Analysis of 2019-nCoV-S expression and particle incorporation by SDS-PAGE and immunoblot
Preparation of whole cell lysates: 293T cells were transfected with expression vectors for HA-tagged 2019-nCoV-S or SARS-S, or empty expression vector (negative control). The culture medium was replaced at 16 h posttransfection and the cells were incubated for an additional 24 h. Then, the culture medium was removed and cells were washed once with PBS before 2x SDS-sample buffer (0.03 M Tris-HCl, 10% glycerol, 2% SDS, 0.2% bromophenol blue, 1 mM EDTA) was added and cells were incubated for 10 min at room temperature. Next, the samples were heated for 15 min at 96 °C and subjected to SDS-PAGE and immunoblotting. Preparation of pseudotype particle lysates: 1 ml of the respective VSV pseudotype were loaded on a 20 % (w/v) sucrose cushion (volume 40 μl) and subjected to high-speed centrifugation (25.000 g for 120 min at 4 °C).
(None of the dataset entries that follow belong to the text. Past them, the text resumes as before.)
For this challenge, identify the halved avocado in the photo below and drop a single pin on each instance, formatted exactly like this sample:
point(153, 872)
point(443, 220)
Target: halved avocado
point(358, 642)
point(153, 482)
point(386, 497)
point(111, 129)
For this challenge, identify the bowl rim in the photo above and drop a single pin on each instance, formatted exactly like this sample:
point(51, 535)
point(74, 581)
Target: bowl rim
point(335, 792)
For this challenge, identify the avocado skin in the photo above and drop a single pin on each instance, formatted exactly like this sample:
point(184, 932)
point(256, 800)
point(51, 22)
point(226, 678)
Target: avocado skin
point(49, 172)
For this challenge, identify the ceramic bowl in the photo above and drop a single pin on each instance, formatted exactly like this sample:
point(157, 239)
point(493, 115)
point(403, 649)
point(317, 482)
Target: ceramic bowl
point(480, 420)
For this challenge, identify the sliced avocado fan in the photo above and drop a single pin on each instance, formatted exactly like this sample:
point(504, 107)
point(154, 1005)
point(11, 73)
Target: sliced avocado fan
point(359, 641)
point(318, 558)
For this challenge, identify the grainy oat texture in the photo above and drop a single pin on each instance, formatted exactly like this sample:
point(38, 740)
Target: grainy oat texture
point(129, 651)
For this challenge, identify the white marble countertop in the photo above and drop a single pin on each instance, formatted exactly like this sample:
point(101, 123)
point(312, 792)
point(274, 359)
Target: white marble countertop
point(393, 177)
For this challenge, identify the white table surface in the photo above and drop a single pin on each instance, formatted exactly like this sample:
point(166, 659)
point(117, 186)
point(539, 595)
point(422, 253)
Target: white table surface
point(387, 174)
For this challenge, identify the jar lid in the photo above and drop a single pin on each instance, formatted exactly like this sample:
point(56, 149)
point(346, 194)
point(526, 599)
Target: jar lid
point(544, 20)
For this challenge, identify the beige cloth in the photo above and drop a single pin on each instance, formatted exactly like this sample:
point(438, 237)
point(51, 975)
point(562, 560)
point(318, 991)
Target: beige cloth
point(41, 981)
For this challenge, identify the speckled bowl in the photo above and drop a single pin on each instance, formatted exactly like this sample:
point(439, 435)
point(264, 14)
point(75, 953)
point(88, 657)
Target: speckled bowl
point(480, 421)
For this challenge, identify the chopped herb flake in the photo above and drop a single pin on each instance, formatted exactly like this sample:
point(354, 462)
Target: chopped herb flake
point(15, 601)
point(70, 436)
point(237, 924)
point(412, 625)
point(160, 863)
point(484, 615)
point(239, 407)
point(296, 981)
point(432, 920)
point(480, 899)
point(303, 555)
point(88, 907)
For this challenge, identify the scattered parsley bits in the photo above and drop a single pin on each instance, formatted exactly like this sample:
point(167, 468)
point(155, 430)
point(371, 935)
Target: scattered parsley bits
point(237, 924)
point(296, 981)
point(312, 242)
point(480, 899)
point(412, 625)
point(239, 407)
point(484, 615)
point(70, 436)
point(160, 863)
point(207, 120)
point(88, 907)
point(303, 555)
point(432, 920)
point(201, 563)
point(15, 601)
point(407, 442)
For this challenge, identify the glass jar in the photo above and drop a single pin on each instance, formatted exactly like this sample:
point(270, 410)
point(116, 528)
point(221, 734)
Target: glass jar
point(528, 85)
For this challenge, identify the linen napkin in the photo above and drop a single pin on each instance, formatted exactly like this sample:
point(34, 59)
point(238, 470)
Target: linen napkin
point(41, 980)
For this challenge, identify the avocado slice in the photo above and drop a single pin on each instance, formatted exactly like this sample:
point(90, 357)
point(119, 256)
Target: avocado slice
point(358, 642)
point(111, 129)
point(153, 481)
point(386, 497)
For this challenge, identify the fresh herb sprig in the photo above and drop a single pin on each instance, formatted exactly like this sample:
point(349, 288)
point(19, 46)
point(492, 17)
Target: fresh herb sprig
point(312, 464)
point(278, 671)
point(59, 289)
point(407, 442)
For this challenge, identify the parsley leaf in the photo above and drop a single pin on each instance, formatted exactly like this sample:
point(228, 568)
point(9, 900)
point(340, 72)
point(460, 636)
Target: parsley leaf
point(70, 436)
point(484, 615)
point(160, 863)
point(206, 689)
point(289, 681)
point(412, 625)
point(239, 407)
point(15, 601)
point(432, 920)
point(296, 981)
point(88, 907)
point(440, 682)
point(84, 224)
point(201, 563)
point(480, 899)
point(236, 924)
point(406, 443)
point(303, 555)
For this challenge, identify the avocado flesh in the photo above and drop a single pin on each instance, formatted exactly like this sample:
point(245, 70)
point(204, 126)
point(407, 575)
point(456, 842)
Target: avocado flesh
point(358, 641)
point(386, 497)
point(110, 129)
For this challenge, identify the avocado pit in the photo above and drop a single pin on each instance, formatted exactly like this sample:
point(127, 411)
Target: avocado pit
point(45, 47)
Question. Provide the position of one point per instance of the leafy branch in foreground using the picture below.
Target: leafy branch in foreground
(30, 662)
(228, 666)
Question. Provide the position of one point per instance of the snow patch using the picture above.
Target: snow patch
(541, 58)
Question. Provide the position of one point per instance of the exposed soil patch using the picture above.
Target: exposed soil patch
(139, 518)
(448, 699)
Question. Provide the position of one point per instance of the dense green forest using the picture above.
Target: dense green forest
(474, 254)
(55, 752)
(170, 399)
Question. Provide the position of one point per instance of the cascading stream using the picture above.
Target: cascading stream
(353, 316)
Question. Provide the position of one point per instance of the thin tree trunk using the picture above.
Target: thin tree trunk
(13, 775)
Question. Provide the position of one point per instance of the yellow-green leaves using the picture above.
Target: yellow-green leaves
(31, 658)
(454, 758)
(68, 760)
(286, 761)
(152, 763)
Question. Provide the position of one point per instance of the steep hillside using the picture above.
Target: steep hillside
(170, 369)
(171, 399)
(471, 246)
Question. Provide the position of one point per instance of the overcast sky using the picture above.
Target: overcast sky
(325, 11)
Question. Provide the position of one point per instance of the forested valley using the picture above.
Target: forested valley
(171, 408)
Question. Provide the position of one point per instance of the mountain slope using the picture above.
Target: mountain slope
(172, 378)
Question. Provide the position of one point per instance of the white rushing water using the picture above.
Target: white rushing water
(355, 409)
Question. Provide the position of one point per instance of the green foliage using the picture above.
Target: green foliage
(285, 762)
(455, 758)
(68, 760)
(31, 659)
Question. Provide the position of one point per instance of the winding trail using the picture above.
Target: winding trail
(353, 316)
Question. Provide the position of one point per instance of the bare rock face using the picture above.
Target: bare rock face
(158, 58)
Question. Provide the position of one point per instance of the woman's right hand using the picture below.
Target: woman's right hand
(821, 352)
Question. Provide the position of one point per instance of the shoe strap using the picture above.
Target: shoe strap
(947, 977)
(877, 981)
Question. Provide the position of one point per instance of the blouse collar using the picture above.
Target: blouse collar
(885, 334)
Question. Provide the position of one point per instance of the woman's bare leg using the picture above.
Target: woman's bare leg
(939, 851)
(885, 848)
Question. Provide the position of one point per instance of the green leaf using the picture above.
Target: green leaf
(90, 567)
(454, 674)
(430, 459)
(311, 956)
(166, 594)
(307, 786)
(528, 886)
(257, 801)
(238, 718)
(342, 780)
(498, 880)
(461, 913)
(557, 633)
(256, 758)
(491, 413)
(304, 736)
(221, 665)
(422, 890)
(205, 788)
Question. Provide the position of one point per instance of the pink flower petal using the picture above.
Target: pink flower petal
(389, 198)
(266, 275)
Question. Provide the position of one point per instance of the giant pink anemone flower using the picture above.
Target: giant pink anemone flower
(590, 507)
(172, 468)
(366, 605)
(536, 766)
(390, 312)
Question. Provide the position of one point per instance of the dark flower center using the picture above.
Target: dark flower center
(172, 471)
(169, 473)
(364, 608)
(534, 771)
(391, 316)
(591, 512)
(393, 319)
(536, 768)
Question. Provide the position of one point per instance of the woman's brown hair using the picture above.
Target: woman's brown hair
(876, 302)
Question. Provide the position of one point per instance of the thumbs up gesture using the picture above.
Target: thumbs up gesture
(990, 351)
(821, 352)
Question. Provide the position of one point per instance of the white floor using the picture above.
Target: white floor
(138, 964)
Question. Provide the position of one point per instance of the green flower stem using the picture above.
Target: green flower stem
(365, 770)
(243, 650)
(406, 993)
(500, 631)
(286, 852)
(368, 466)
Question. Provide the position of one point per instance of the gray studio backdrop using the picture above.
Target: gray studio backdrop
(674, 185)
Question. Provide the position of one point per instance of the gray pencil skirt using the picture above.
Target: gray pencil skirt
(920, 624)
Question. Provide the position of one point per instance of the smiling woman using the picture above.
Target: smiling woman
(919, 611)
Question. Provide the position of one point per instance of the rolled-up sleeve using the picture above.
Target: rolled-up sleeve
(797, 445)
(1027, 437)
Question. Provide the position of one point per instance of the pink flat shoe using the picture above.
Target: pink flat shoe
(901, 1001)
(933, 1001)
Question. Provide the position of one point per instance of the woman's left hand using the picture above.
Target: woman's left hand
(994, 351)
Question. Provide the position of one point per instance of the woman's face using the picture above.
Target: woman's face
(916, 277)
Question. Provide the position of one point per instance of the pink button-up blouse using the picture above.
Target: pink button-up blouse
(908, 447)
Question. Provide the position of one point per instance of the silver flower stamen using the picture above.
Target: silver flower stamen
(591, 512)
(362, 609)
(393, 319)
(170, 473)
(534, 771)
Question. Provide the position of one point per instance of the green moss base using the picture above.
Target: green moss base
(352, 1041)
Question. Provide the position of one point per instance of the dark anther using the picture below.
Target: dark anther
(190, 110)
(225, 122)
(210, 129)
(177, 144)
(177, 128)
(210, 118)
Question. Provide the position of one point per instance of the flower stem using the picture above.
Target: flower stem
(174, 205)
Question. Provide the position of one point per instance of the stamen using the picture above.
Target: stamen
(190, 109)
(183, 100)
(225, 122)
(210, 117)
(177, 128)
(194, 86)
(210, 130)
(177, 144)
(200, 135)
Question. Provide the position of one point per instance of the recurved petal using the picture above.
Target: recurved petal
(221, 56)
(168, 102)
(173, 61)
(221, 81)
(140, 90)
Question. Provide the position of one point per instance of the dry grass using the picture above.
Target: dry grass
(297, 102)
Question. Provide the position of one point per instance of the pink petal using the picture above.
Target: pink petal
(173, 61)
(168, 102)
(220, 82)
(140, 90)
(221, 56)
Thereafter, 1 ml of supernatant was removed and the residual volume was mixed with 40 μl of 2x SDS-sample buffer, heated for 15 min at 96 °C and subjected to SDS-PAGE and immunoblotting
After protein transfer, nitrocellulose membranes were blocked in 5 % skim milk (in PBS containing 0.05 % Tween-20, PBS-T) for 1 h at room temperature and then incubated over night at 4 °C with the primary antibody (diluted in PBS-T). Following three washing intervals of 10 min in PBS-T the membranes were incubated for 1 h at room temperature with the secondary antibody (diluted in PBS-T), before the membranes were washed and imaged using an in in house-prepared enhanced chemiluminescent solution (0.1 M Tris-HCl [pH 8.6], 250 μg/ml luminol, 1 mg/ml para-hydroxycoumaric acid, 0.3 % H2O2) and the ChemoCam imaging system along with the ChemoStar Professional software (Intas Science Imaging Instruments GmbH). The following primary antibodies were used: Mouse anti-HA tag (Sigma-Aldrich, H3663, 1:2,500), mouse anti-ß-actin (Sigma-Aldrich, A5441, 1:2,000), mouse anti-VSV matrix protein (Kerafast, EB0011, 1:2,500). As secondary antibody we used a peroxidase-coupled goat anti-mouse antibody (Dianova, 115-035-003, 1:10000).
Phylogenetic analysis
Phylogenetic analysis (neighbor-joining trees) was performed using the MEGA7.0.26 software. Reference sequences were obtained from the National Center for Biotechnology Information and GISAID (Global Initiative on Sharing All Influenza Data) databases. Reference numbers are indicated in the figures.
Statistical analysis
One-way or two-way analysis of variance (ANOVA) with Dunnett’s or Sidaks’ posttest was used to test for statistical significance. Only p values of 0.05 or lower were considered statistically significant (p > 0.05 [ns, not significant], p ≤ 0.05 [*], p ≤ 0.01 [**], p ≤ 0.001 [***]). For all statistical analyses, the GraphPad Prism 7 software package was used (GraphPad Software).
Acknowledgments
We thank Heike Hofmann-Winkler for advice.